Pearl of the south
Hyderabad is both rich in history and at the forefront of tech developments. Charukesi Ramadurai takes a look around a city that is 'ripe for exploration'

As I proffer the small fee demanded of visitors climbing to the top of Charminar, Hyderabad’s iconic four-towered mosque, the woman at the counter shakes her head.
“We don’t allow single women to go up alone,” she says. Why? “Because they jump from there and commit suicide.”
To set the record straight, single women don’t do this, as a rule, at Charminar: it happened once, but the paranoia still lingers. Eventually, I am allowed to climb the 400-year-old landmark, once I have convinced the woman’s superior officer of my non-suicidal intentions.
From the top, the heart of old Hyderabad, with its crowds and chaos, spreads out before you.
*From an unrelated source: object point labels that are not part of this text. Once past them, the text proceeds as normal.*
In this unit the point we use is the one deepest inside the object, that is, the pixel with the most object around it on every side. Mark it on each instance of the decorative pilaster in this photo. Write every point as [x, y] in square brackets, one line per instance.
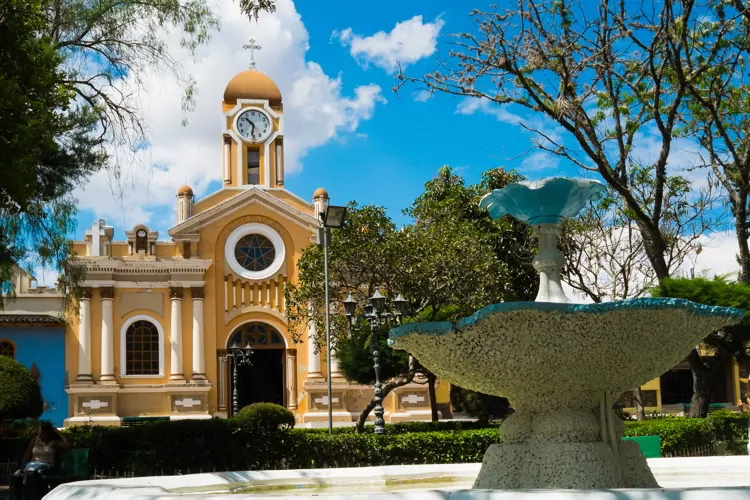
[291, 379]
[84, 337]
[107, 295]
[227, 159]
[335, 370]
[313, 355]
[199, 356]
[176, 373]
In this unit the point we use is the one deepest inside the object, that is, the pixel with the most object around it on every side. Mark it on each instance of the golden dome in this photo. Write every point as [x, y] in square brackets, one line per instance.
[252, 84]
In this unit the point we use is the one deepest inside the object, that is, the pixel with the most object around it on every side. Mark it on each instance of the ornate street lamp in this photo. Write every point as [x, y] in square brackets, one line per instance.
[332, 218]
[376, 315]
[239, 356]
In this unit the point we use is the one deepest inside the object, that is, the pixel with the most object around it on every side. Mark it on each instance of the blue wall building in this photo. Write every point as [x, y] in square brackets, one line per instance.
[32, 332]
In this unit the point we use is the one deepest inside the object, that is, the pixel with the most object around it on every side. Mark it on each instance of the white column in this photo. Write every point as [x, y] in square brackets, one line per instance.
[175, 295]
[84, 338]
[108, 355]
[335, 370]
[313, 355]
[199, 359]
[227, 159]
[291, 379]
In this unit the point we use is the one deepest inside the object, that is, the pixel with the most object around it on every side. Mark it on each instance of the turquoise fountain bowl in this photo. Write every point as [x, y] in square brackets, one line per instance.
[530, 350]
[546, 201]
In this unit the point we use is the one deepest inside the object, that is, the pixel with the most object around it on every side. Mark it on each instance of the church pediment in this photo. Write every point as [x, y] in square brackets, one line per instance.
[188, 228]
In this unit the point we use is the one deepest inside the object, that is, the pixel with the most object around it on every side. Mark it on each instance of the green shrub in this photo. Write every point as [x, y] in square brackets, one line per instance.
[728, 425]
[404, 427]
[20, 396]
[676, 433]
[226, 445]
[266, 417]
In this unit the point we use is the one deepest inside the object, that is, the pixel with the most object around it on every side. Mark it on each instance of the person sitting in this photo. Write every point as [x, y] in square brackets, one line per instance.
[41, 457]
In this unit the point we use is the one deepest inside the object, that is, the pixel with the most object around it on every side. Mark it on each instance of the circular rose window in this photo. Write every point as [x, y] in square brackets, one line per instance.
[254, 251]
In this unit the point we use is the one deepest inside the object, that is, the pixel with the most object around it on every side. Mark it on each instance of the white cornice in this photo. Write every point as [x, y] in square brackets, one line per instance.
[239, 202]
[144, 266]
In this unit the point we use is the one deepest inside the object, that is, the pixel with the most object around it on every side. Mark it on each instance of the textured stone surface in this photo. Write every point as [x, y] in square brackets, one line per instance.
[695, 478]
[561, 366]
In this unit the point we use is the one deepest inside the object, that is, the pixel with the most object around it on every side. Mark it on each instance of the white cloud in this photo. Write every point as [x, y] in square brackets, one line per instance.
[535, 123]
[718, 256]
[316, 112]
[408, 42]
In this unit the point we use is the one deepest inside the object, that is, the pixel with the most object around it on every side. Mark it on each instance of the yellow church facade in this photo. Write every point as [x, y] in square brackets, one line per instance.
[148, 338]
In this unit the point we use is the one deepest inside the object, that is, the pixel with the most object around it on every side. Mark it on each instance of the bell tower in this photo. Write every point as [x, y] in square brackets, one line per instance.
[253, 137]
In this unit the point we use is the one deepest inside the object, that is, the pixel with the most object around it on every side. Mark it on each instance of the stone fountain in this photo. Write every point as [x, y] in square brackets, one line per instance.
[561, 365]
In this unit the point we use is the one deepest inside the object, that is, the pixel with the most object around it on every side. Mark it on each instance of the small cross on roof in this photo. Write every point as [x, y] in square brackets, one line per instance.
[252, 46]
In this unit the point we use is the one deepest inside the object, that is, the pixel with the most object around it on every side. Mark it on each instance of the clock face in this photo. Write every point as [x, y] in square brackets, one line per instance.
[254, 125]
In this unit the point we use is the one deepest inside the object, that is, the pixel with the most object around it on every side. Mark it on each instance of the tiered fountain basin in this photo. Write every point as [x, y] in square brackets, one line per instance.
[562, 366]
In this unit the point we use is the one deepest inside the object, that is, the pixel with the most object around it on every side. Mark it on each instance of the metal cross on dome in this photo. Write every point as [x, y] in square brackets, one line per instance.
[252, 46]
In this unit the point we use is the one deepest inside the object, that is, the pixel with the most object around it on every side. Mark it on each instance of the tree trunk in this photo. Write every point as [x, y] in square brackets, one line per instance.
[701, 386]
[387, 388]
[640, 414]
[431, 380]
[742, 236]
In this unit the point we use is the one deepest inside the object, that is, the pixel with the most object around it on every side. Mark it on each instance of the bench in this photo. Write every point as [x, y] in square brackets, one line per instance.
[650, 445]
[133, 421]
[73, 466]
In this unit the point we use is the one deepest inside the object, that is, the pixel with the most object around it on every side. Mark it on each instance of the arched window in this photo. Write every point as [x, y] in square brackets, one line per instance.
[142, 355]
[141, 241]
[257, 334]
[7, 349]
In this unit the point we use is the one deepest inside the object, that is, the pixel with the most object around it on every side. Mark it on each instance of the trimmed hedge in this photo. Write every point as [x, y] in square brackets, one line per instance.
[676, 434]
[225, 445]
[404, 427]
[229, 445]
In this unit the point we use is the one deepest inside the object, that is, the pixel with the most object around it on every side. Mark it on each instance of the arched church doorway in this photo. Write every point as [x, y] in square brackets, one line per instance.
[262, 380]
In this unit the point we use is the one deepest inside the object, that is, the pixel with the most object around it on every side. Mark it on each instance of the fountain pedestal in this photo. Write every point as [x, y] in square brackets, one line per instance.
[563, 445]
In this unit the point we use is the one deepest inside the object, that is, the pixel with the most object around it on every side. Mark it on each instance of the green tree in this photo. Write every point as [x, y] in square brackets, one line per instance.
[728, 342]
[47, 143]
[714, 67]
[449, 261]
[599, 73]
[20, 396]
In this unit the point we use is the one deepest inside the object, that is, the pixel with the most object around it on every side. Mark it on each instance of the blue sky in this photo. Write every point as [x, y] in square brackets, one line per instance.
[387, 158]
[346, 130]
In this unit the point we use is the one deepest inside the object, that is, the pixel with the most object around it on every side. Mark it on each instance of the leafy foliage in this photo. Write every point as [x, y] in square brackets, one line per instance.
[676, 433]
[715, 292]
[265, 417]
[449, 261]
[589, 80]
[47, 142]
[223, 444]
[605, 251]
[20, 396]
[729, 341]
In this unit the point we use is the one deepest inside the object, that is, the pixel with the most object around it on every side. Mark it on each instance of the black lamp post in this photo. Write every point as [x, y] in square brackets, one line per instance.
[377, 315]
[332, 218]
[239, 356]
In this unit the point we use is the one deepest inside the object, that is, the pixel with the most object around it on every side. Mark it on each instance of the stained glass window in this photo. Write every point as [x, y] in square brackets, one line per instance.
[254, 252]
[142, 349]
[7, 349]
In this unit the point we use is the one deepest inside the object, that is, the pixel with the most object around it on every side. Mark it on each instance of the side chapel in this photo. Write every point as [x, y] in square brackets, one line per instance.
[150, 335]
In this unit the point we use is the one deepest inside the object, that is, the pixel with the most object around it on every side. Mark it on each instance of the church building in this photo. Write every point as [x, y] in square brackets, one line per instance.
[150, 334]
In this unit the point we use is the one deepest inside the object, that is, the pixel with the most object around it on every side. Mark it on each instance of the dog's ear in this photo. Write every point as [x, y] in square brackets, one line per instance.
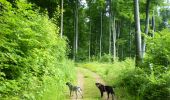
[67, 83]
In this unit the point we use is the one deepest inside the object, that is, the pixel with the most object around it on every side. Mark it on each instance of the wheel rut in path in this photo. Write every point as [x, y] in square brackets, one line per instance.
[86, 79]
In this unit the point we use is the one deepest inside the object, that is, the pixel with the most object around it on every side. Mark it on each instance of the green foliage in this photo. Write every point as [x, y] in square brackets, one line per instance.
[106, 58]
[158, 50]
[32, 56]
[133, 83]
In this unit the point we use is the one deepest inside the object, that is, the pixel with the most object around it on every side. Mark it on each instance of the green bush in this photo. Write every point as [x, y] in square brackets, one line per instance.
[32, 56]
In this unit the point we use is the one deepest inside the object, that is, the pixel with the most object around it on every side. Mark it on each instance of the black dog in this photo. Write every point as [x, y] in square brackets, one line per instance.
[74, 89]
[107, 89]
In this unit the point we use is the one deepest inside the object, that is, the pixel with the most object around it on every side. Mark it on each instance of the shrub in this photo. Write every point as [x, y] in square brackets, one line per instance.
[32, 56]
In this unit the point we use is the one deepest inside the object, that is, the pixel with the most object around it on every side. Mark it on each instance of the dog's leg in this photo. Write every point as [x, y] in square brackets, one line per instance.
[80, 93]
[112, 96]
[76, 94]
[70, 93]
[101, 93]
[107, 95]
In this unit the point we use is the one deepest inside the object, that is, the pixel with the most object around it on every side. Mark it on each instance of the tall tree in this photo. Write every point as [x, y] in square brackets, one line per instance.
[138, 33]
[101, 33]
[146, 27]
[61, 28]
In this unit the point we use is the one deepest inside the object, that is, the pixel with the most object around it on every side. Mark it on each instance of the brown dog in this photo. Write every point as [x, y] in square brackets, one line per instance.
[107, 89]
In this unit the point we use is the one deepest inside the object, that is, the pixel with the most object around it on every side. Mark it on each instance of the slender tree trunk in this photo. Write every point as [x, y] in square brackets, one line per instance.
[114, 39]
[101, 33]
[146, 28]
[61, 31]
[90, 37]
[138, 33]
[74, 43]
[75, 31]
[153, 24]
[76, 26]
[90, 42]
[130, 41]
[110, 27]
[118, 35]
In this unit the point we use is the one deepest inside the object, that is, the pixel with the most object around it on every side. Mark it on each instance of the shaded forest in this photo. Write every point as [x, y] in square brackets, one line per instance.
[43, 41]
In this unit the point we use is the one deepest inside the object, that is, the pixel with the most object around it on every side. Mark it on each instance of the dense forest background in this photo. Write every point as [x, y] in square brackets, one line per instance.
[40, 38]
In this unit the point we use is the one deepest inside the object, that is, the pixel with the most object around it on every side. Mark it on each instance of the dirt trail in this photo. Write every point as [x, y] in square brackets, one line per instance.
[80, 83]
[86, 80]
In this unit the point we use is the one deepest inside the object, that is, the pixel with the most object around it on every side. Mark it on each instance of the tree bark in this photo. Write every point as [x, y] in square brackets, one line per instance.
[138, 33]
[114, 39]
[101, 33]
[146, 28]
[61, 31]
[76, 26]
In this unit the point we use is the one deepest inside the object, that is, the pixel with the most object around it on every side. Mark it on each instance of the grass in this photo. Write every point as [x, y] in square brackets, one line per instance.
[90, 90]
[111, 74]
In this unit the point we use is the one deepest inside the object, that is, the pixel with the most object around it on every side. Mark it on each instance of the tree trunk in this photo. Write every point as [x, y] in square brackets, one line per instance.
[90, 38]
[146, 28]
[101, 33]
[138, 33]
[114, 39]
[130, 41]
[61, 31]
[74, 43]
[110, 27]
[153, 24]
[76, 26]
[75, 31]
In one direction, Laad Bazaar (also known as Choodi Bazaar, reflecting the dozens of bangle shops that line the narrow street); in another, stores selling the pearls for which Hyderabad is famed.

I ignore them and make my way through the twinkling displays of Laad Bazaar and reflect on what Lonely Planet has to say about the city, one of its top 10 recommendations for 2013: “Elegant and blossoming, but also weathered and undiscovered, Hyderabad’s Old City is ripe for exploration.”